A promessa de casamento teve lugar
em Setúbal, no dia 22 de Janeiro, mas não existiram festejos significativos,
dada a necessidade de pedir ainda ao papa a dispensa de impedimento de parentesco
para validar este casamento. Devido à nossa idade, aquilo que deveria ter sido
um grande acontecimento foi apenas uma pequena cerimónia. Também o recente
falecimento de meu querido pai e o facto de ainda nos encontrarmos de luto
pesaram na escolha de se efectuar somente um pequeno evento.
Beja,
Paço Ducal, 16 de Agosto de 1472
Aquando da fundação do ducado de
Beja, a família veio residir para esta cidade alentejana, onde foi edificado um
bonito palácio branco cravejado com azulejos mouriscos. Junto ao Palácio dos
Infantes, foi também mandado construir o Convento de Nossa Senhora da Conceição
com a sua grande escadaria, onde muitas vezes brinquei com Bé e Manuel Foram
tempos muito felizes, dos quais tenho muitas saudades. Mas tudo isso iria
mudar, porque tempos conturbados estavam para chegar.

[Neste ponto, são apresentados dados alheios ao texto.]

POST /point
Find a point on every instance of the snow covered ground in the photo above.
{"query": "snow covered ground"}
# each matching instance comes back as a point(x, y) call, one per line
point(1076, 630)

Desde que meu pai partira, a
família recolhera-se durante longos meses no Alentejo. Encontrávamo-nos em
Beja, naquele tórrido mês de Agosto, quando o meu irmão João morre repentinamente.
João, o irmão que herdara de
nosso pai vários títulos, finou-se subitamente. Não houve tempo sequer para que
os médicos lhe diagnosticassem o problema e João faleceu alagado em suores e
delirando durante várias horas. Morreu jovem, solteiro e, porque não tinha
filhos, foi o nosso irmão Diogo que lhe sucedeu, tornando-se um dos mais
poderosos nobres do reino, logo a seguir ao duque de Bragança. João era o mais
sensato dos meus irmãos mais velhos. Ao contrário de Diogo, era educado, amável
e sensível. Foi devido à sua morte prematura que a historia dos duques de Viseu
veio a ser escrita com sangue. Nada do que veio a suceder teria certamente
acontecido se João não tivesse morrido naquela altura.
Todos nós, à excepção de Diogo, ficámos
devastados quando o nosso irmão deu o último suspiro. Diogo nem esperou pela
confirmação régia, autoproclamou-se desde logo duque de Viseu e saiu pavoneando-se
pelo paço, dando ordens inconvenientes e exigindo desde logo obediência e empenho
aos seus servos. Minha mãe apesar de ser uma mulher forte, ficou de rastos com a
morte de João». In Paula Veiga, A Rainha Perfeitíssima, 2017, Edições Saída de
Emergência, 2016/2017, ISBN 978-989-773-014-6.